I posted an experiment on a wrestling subreddit a few days where I used DBpedia to explore the links between wrestling stables/ .To my surprise wrestling fans are really interested in the things you can find out using structured data from wikipedia. I was contacted by a graphic  designer asking if I wanted to collaborate on doing some wrestling visualisations together. I thought it would be a great idea and we have both gone away to think about visualisation ideas. Mining the following data was not my idea, but the idea of a fan on reddit, these are some experiments that I have made getting that data ready for a visualisation for this. I’ve found this a really interesting project to work on because pro wrestling databases seem to be very tightly guarded!

The idea was to grab the different promotions that wrestlers had worked for and visualise them. I couldn’t find a decent data set with this in, but have found a site that lists all a wrestlers matches over multiple pages. Here is an example for Ric Flair. I decided that the way I would decide which promotion a wrestler worked for was by using the last date a wrestler worked for a promotion on TV. That means if Ric wrestled for the WWE on 1st August and then was next seen on TV for WCW on 1st of September, I would create a visualisation where Ric worked for WWE throughout August. I’ve gone for this because I think I can work with the data that way and because I think it fits in with the reasons why the community would like this to be visualised. I’ll have to ask the fans later if this is correct or not!

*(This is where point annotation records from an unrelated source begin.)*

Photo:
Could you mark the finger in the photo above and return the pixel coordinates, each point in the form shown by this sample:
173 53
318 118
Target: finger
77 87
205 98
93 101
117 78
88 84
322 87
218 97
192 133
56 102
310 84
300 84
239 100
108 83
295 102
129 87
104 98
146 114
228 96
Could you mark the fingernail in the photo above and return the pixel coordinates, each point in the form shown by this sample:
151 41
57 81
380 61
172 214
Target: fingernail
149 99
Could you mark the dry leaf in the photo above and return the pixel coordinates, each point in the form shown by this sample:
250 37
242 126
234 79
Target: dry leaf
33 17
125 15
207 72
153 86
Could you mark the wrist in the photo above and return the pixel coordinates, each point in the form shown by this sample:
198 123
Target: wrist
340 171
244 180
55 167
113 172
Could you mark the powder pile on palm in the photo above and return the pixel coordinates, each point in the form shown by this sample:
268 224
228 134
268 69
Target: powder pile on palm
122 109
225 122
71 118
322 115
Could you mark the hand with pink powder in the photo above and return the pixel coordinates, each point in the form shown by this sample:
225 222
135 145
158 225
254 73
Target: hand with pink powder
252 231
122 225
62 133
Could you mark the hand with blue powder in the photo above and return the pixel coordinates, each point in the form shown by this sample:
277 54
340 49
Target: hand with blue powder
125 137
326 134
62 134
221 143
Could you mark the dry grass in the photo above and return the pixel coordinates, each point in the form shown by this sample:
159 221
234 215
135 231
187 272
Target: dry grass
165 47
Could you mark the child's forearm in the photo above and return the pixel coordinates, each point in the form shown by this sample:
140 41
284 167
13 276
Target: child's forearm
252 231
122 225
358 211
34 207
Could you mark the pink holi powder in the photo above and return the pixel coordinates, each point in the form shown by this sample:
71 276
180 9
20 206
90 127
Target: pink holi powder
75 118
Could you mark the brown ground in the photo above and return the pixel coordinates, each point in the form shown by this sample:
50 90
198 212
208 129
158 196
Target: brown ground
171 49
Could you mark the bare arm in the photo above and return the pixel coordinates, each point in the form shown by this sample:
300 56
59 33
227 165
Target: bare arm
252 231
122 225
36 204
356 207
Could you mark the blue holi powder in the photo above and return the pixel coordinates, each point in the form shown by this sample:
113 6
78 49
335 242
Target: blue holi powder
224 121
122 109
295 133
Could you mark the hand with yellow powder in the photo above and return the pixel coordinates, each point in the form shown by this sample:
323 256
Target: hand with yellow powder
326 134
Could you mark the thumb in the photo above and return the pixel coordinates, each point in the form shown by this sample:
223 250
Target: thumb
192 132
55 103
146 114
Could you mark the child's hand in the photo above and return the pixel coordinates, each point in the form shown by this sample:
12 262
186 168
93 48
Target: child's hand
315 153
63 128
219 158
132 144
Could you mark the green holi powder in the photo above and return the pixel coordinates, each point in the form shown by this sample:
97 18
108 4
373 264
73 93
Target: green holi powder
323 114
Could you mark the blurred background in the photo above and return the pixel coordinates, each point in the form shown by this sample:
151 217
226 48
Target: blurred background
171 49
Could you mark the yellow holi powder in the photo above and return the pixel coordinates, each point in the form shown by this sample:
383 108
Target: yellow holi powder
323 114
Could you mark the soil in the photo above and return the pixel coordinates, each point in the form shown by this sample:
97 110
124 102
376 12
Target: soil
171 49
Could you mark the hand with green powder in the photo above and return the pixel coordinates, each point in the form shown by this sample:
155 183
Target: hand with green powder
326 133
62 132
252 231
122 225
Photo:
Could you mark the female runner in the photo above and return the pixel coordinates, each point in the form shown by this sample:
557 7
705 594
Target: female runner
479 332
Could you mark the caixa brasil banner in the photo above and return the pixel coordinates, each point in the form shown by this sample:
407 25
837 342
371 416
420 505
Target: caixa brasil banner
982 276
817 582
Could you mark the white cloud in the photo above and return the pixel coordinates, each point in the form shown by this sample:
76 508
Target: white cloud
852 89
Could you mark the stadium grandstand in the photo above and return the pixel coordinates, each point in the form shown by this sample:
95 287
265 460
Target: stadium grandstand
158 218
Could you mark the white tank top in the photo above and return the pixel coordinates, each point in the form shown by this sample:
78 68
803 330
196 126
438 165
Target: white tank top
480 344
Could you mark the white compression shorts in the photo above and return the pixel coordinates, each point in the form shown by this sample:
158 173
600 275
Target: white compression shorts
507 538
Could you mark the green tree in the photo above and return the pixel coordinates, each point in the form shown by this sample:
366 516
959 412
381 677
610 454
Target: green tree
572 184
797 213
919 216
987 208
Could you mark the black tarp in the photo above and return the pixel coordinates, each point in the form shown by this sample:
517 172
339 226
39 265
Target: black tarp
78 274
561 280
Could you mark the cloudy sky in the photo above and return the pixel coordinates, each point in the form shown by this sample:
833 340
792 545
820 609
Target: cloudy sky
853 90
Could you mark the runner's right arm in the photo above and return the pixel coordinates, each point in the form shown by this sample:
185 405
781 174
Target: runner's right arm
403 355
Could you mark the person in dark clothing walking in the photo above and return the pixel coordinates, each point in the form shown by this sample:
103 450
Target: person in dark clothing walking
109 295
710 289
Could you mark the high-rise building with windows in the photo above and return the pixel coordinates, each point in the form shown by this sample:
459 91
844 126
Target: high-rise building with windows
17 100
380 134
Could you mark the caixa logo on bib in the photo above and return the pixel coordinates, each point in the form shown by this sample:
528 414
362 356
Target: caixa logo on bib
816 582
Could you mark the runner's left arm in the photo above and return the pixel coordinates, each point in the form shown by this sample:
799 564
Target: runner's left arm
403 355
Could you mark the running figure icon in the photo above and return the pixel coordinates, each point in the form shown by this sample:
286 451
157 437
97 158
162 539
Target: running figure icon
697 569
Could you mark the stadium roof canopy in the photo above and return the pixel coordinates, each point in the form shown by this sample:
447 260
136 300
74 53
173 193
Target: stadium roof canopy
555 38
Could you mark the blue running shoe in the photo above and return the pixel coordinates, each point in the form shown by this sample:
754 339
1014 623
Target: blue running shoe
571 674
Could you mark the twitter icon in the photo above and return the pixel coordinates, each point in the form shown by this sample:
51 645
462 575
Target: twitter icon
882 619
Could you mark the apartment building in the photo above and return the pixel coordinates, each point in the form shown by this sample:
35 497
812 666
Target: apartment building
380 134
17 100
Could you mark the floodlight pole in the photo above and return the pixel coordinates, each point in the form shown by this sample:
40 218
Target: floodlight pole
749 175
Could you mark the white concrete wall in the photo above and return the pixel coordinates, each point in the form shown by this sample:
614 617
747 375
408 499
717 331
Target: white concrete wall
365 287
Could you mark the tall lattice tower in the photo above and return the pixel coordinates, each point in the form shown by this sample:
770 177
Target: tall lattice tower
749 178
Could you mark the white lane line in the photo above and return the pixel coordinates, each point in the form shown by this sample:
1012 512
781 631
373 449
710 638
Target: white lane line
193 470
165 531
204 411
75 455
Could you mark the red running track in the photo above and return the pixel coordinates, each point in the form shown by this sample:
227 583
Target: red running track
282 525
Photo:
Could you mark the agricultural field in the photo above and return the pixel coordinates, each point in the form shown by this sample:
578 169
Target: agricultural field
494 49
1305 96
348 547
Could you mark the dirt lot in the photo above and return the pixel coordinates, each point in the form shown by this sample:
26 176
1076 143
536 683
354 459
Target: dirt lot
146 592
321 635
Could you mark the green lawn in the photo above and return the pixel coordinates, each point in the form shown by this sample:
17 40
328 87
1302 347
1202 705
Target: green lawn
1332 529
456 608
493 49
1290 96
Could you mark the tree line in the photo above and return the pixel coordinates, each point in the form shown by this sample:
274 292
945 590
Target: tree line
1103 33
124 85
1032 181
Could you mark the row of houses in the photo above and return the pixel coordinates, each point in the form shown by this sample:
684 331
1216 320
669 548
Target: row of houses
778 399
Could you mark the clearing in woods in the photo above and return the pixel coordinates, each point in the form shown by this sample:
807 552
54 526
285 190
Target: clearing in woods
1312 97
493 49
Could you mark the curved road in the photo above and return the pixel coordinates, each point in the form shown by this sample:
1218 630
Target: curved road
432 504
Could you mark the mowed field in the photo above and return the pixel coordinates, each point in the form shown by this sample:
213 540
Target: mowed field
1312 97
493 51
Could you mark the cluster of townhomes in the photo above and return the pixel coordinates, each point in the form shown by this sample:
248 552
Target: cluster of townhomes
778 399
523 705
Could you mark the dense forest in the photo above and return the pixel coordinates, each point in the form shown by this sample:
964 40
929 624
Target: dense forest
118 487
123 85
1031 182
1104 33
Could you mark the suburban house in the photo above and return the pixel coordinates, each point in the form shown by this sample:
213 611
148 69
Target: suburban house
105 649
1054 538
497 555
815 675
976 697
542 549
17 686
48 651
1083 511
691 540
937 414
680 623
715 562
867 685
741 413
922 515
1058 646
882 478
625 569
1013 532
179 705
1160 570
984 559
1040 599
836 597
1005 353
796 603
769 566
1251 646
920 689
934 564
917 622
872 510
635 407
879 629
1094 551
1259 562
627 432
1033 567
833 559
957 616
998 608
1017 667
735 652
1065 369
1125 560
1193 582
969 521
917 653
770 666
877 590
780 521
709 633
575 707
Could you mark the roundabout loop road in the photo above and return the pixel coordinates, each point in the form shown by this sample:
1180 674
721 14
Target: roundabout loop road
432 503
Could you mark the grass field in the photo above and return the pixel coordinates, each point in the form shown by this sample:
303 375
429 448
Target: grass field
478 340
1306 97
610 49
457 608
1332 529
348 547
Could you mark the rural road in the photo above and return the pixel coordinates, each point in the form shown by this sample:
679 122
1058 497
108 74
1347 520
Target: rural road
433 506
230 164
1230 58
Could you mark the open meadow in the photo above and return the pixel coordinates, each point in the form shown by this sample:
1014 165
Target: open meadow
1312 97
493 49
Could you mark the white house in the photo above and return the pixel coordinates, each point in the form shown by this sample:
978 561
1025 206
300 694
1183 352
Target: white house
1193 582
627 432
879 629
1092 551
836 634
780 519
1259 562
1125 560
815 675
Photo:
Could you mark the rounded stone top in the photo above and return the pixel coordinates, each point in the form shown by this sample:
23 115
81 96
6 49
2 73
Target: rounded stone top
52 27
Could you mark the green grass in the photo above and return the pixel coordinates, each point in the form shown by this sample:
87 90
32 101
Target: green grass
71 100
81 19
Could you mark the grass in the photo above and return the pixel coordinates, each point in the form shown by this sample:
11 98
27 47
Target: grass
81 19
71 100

First I scrapped all the results in to R using the following:

library(XML)
theurl <- "http://www.cagematch.net/?id=2&nr=1091&page=4&s=0"
data_frame_of_table <- readHTMLTable(theurl,which=6,as.data.frame = TRUE)

x=100
while( x < 2600 ){

  theurl <- paste("http://www.cagematch.net/?id=2&nr=1091&page=4&s=",x, sep="")
  x<-x+ 100
  toadd <- readHTMLTable(theurl,which=6,as.data.frame = TRUE)
  data_frame_of_table<-rbind(data_frame_of_table,toadd)

}

Not pretty, but it works.

I then realised the promotion field was blank! This was because the webpage uses images for this field. I noticed that promotion names were in the match Title and created my own using grep on likes something like this:

data_frame_of_table$Match <- as.character(data_frame_of_table$Match)
data_frame_of_table[grep('TNA|tna|IMPACT', data_frame_of_table$Match), "pro"] <- "TNA"

I wrote this to csv:

write.csv(data_frame_of_table,"matches.csv")

I then deleted what I didn’t want by hand and bunged the result in Google charts. You can see the interactive version here.

There are a few things I’m not happy about. I did a little in hand in CSV which makes it prone to my lazy mistakes. I’m also not sure that TV events were the best way to do things. I’m also missing my labels and the such, its a start.